Is it always 100% safe on these big action movies? Do stunts ever go haywire?
HA: Oh yeah. They go wrong in the sense that I got winded. Repetition. There's a scene where Steve pushes Peggy Carter out of the way in the street, while she's shooting. They both go flying through the air and land on the floor. We did it so many times it was hard to breathe. And at one point I stood too close to Kruger's gun and the blank shell kind of flew out and hit the side of my head. Quite painful. A few bruises.
But it's safer than real life because you're surrounded by stunt people. Unfortunately up here in Scotland, where you could for a hike but you can also fall down and break your leg because of the rocky terrain. Unfortunately, here I don't have a team of experts who are watching every move I make.
You're getting there.
HA: Oh yes, I have my entourage.
Can you talk a little about working with Chris Evans. It sounds like everyone was pretty buddy buddy, but how did you two develop a rapport?

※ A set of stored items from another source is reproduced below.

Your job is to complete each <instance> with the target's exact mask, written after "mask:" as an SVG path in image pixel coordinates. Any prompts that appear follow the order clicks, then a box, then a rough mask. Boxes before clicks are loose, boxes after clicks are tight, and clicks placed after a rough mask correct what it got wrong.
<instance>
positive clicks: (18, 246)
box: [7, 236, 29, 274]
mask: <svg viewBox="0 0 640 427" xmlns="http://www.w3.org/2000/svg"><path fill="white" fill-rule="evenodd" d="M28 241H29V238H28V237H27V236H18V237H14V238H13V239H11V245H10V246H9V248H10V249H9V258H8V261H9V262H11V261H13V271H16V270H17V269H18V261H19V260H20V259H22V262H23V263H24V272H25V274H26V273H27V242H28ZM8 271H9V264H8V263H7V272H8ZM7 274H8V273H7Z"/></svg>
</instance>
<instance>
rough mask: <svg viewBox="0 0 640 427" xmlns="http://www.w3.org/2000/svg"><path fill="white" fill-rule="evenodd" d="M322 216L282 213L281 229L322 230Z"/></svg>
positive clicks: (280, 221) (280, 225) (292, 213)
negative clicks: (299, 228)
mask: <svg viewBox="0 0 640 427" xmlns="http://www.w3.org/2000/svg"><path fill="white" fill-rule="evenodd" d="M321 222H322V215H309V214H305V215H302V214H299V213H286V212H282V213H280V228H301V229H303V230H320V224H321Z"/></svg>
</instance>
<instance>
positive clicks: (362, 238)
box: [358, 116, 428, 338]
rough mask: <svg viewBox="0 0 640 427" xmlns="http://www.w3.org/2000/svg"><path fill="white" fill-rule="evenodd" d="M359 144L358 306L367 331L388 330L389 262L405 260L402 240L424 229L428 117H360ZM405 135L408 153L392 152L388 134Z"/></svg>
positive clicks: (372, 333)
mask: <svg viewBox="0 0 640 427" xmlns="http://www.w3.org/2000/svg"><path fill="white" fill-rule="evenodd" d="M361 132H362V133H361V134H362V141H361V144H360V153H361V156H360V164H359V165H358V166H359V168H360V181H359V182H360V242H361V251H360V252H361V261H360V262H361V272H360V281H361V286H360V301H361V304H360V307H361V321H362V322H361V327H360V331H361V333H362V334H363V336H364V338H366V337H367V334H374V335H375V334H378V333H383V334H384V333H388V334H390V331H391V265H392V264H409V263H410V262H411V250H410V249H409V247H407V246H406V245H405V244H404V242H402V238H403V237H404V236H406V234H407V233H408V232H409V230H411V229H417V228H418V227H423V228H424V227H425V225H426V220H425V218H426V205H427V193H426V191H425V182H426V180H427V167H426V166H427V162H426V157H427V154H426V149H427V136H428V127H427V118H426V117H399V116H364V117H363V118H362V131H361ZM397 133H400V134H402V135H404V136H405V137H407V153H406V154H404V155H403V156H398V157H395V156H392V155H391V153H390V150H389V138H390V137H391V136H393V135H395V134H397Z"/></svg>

HA: Part of the job is bringing yourself to the role, but you have a responsibility to have a rapport with the people you're working with, to give yourself a good time. I do my best work when I feel comfortable with the people I'm working with, and Chris is a professional. Part of that professionalism is making people feel relaxed, and it's through socializing and having fun. We'd have dinner, he had another movie coming out and he took us all to the premiere. With Chris, he's in a position to give 100% and he makes the most of the people he's working with. It was good for me, because this was the first time I was coming in to the Hollywood studio system and it was nice to work with someone who had a lot of experience.
Is that big Hollywood scene a place where you want to continue to work? Are you looking at other big budget projects?
HA: Absolutely. I had such an amazing time and it was a privilege to be part of the Paramount and Marvel families. It was so positive and it changed my life a little bit. I always do go back to theater because, as an actor, it's where I can go back and learn more about my craft. So if I can do both it would be a real dream come true. I'm hoping in the next six months or so to become attached to something else.
Do you have any projects in the works right now?
HA: Yes, I just finished play in London and I'm doing a thing called The Sweeney, which his a gangster film set in London. And there are a few projects I'm in negotiations for which I haven't officially put my name to, so I'll be able to talk more when they come in to fruition.